The High Renaissance in Italy

Topics: Leonardo da Vinci, Michelangelo, Florence Pages: 2 (558 words) Published: July 13, 2009
At the end of 15th and early 16th centuries, when the political power of the Medici declined, many artists found reward at the Vatican as their desire “Artists must work where their art is appreciated and their labors rewarded”(311). It was considered as a type of natural evolution of Italian Humanism and it was characterized by explosion of creative genius. In the book Culture and Value A Survey of the Humanities by Lawrence Cunningham and John Reich, we will see that painting in this period reached its peak of technical competence, rich artistic imagination and heroic composition via the works of the greatest artists ever known: Rapheal, Leonardo da Vinci, and Michelangelo.
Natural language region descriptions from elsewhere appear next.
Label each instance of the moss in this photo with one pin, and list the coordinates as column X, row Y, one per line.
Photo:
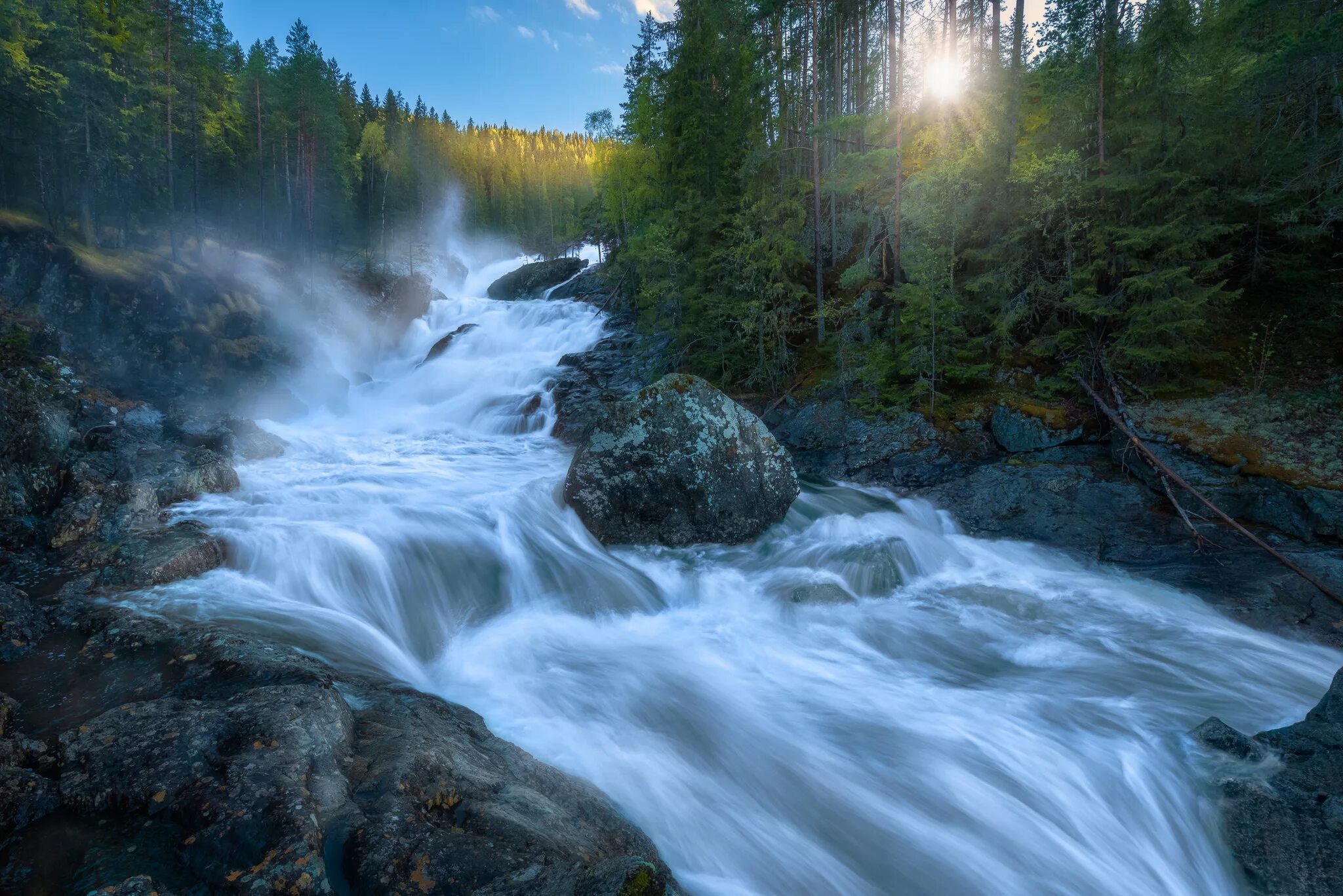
column 12, row 222
column 1291, row 437
column 642, row 882
column 125, row 265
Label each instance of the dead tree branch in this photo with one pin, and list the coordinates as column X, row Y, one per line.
column 1176, row 477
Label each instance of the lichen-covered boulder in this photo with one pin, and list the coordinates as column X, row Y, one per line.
column 531, row 281
column 1284, row 824
column 680, row 463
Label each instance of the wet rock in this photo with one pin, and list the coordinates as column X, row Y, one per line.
column 399, row 299
column 164, row 555
column 265, row 774
column 1304, row 512
column 252, row 442
column 832, row 441
column 22, row 625
column 137, row 886
column 820, row 593
column 252, row 778
column 409, row 297
column 612, row 368
column 588, row 286
column 531, row 281
column 441, row 345
column 1016, row 430
column 24, row 798
column 449, row 808
column 676, row 464
column 1218, row 737
column 1284, row 830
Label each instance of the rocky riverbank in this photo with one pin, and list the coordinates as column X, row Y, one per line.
column 138, row 755
column 1053, row 476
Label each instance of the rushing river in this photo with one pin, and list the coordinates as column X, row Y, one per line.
column 985, row 718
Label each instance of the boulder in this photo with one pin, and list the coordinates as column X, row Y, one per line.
column 441, row 345
column 22, row 623
column 531, row 281
column 680, row 463
column 1287, row 830
column 1020, row 431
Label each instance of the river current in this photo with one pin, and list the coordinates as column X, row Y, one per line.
column 984, row 718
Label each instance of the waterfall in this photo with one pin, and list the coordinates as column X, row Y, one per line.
column 975, row 716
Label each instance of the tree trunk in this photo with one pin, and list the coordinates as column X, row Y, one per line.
column 899, row 88
column 87, row 199
column 816, row 167
column 172, row 203
column 1100, row 100
column 261, row 175
column 195, row 172
column 1017, row 26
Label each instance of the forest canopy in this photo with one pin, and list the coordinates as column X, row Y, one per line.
column 146, row 123
column 906, row 198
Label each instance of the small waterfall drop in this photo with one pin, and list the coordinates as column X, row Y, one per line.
column 974, row 716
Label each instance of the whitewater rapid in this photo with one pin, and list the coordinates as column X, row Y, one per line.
column 985, row 718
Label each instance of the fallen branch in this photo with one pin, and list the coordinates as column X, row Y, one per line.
column 1199, row 539
column 1176, row 477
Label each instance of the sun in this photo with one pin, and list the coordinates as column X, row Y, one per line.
column 943, row 78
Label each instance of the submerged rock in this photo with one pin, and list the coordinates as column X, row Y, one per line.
column 441, row 345
column 676, row 464
column 589, row 286
column 1287, row 830
column 261, row 771
column 531, row 281
column 22, row 623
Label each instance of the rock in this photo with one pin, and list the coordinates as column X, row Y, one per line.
column 820, row 593
column 531, row 281
column 830, row 441
column 407, row 299
column 24, row 798
column 22, row 625
column 1020, row 431
column 441, row 345
column 1284, row 832
column 252, row 442
column 1303, row 512
column 1218, row 737
column 612, row 368
column 265, row 774
column 590, row 286
column 676, row 464
column 164, row 555
column 137, row 886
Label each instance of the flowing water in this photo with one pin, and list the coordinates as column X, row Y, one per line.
column 985, row 718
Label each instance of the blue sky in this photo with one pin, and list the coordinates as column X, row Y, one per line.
column 529, row 62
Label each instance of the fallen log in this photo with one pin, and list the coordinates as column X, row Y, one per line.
column 1176, row 477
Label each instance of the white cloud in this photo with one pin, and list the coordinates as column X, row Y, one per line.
column 582, row 9
column 661, row 10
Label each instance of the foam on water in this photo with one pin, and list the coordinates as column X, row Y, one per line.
column 985, row 716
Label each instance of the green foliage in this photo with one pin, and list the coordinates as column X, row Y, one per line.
column 144, row 123
column 1150, row 176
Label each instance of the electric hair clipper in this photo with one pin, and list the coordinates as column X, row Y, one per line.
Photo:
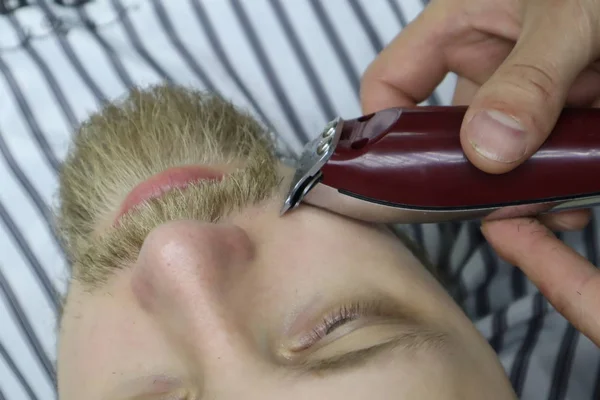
column 407, row 166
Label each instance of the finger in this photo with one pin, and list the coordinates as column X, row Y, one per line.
column 565, row 278
column 572, row 220
column 408, row 70
column 585, row 89
column 464, row 91
column 515, row 110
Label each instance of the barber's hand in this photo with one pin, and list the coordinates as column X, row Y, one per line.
column 519, row 62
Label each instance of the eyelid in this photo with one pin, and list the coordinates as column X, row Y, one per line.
column 373, row 307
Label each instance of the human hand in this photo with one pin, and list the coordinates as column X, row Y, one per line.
column 526, row 59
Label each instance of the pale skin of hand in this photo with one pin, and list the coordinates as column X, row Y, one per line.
column 526, row 59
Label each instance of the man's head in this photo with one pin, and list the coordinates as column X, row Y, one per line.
column 203, row 291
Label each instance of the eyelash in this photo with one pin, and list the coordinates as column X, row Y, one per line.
column 343, row 315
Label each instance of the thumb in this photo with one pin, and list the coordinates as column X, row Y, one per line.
column 515, row 110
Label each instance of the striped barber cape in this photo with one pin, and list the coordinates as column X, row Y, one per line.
column 295, row 64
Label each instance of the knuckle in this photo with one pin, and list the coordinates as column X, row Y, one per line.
column 536, row 81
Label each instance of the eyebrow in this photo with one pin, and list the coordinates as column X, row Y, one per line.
column 413, row 339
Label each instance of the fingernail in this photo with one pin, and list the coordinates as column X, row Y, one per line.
column 497, row 137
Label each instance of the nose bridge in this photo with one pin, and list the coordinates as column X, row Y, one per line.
column 183, row 268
First, the “School of Athens” by Rapheal was acknowledged as the perfect embodiment of the Classical spirit of the High Renaissance. It represents all characteristics that can describe the Renaissance ideal: “a high degree of sensitivity to ordered space, a complete ease with Classical thought, obvious inspiration from the Roman architectural past, a brilliant sense of color and form, and a love for intellectual clarity.”(312). In the detail of the fresco, among a group of people are the two greatest ancient Greek philosophers: Plato and Aristotle. While Plato with one hand “points to the heaven, the realm of ideal form” indicate the world of idea, Aristotle “points to the earth, where his science of empirical observation must begin”(312) indicate the world of experience. Also, in the fresco, Rapheal represented the expressive energy, the physical power, and the dramatic group of his figures. All members play their role purposefully. Each group shows the variety that Raphael was capable of introducing to a compositional grouping. Second, another greatest works in this period is the “Moses” by Michelangelo. The work is the sculpture with impression of “bulky physicality and the carefully modeled particulars of musculature, drapery, and hair”(313). When look at the figure, we can see that...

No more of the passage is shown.